С первым дребезжащим звуком колокольчика в класс вошел учитель.

— Nun wie gast es? (Ну как дела?) — шутливо осведомился он у класса.

Девочки дружно промолчали в ответ. Уныние уже успело свить себе прочное гнездышко в этих молоденьких душах и теперь лишало их возможности встряхнуться и хоть чуточку ожить.

Немец добродушно пошутил снова над «молодыми девицами, раньше времени повесившими носики», и, внезапно сделавшись серьезным, громко прочел заданную тему.

Теперь оставалось только писать. Те, которые настрочили с помощью старших сестер свои сочинения дома, чуть-чуть приободрились. Вытащив со всевозможною осторожностью из карманов готовые черновики, они усердно занялись перепиской того, что было заранее уже сфабриковано ими вне класса чьей бы то ни было благодетельною рукою. Но не у каждой из девочек имелись дома добрые души, охотно согласившиеся пойти им на выручку. Большая часть класса должна была, как говорится, работать начистоту, за «свой паек».

И вот, скрепя сердце, девочки принялись за работу.

Рядом со Сфинксом сидела Саша Роговцева, неспособная, тяжеловесная и совсем, к тому же, нерадивая ученица. Особенно языки, но преимущественно немецкий, не давались Саше, и она вела с ними непримиримую, ожесточенную борьбу. Впрочем, борьба эта выражалась довольно странно: Саша предпочитала совсем не учить немецких уроков, за это на нее, как манна небесная, сыпались единицы… Саша плакала и опять не учила. И опять единицы валились на нее с головокружительной быстротой.

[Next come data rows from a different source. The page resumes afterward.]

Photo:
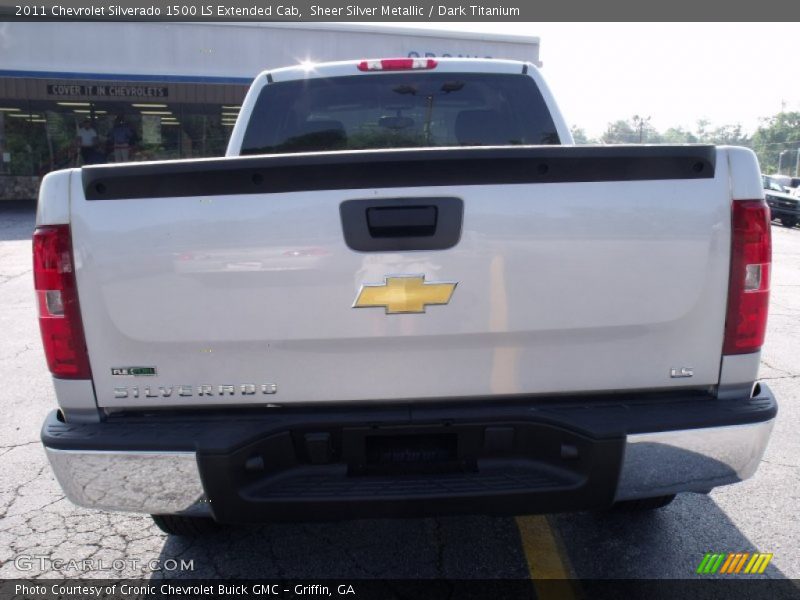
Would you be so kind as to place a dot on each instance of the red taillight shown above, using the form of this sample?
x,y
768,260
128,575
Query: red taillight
x,y
748,288
59,313
397,64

Сейчас Роговцева уже была готова расплакаться самым позорным образом на глазах учителя посреди урока. О Шиллере у Саши не сохранилось положительно никакого воспоминания. То, что училось про него в классе, пролетело для девочки бесследно, как сон.

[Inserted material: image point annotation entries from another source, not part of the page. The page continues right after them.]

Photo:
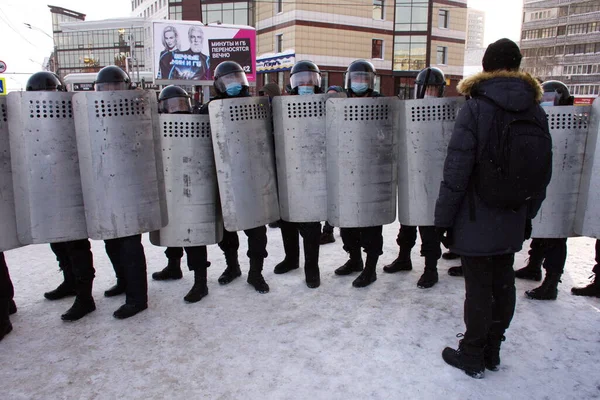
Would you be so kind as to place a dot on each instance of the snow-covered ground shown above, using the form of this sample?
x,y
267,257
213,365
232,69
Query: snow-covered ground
x,y
335,342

Немудрено поэтому, что никакая мысль не приходила ей в голову на заданную тему. А рядом Нина Махровая писала да писала своим мелким, как бисер, почерком букву за буквой, строку за строкой. Нина писала, Саша грызла перо и смотрела на соседку злыми, завистливыми глазами. Конечно, получить единицу ей, Саше, совсем не новость, но все же как-никак совестно подавать учителю белый, чистый, без единой строчки на нем, листик! Вот если бы…

— Махровая! — неожиданно чуть слышным шепотом обратилась к Нине Саша. — Послушайте… Сфинкс, если бы вы захотели мне немного помочь…

Махровая подняла голову и взглянула на Сашу так, точно ее только что разбудили от долгого, крепкого сна:

— Что?

— Помогите, умоляю, написать сочинение, Сфинкс!

— Помочь нельзя… Дайте я напишу за вас, а вы перепишете…

— Как, все сочинение?

— Так ведь иного выхода нет!

— Спасибо вам, голубушка! Никогда не забуду!

Сфинкс откладывает свой, наполовину исписанный, листок в сторону, незаметно вынимает из парты новый и пишет, пишет…

Саша Роговцева тревожно следит за тонкой, холеной, с отшлифованными, как зеркало, ногтями, рукой своей соседки. Рука Сфинкса летает, как птица. Полстраницы готово… Три четверти… Вся! Теперь только перевернуть и на другой стороне дописать немного. Роговцева считается слабой ученицей, она на дурном счету. Ее классная работа не должна быть слишком длинной, а то не поверят, что она, Саша, писала ее сама. И выражения должны быть самые незамысловатые, простые. Ну, вот и готово! Готово как раз в ту самую минуту, когда учитель, господин Шталь, начинает беспокоиться на кафедре, находя очень подозрительным бездельное верчение пера в пальцах Роговцевой.

— Вот! Переписывайте скорее!

И Нина незаметно подсовывает соседке написанный ее бисерными буквами листок. Саша, красная, как рак, рассыпается в благодарностях.

— Уж и не знаю, чем отплатить вам, Сфинкс!

— Не требую награды! — шутливо отвечает словами Шиллеровской «Перчатки» девочка, и ее загадочные, длинные, как у египтянки, глаза смеются.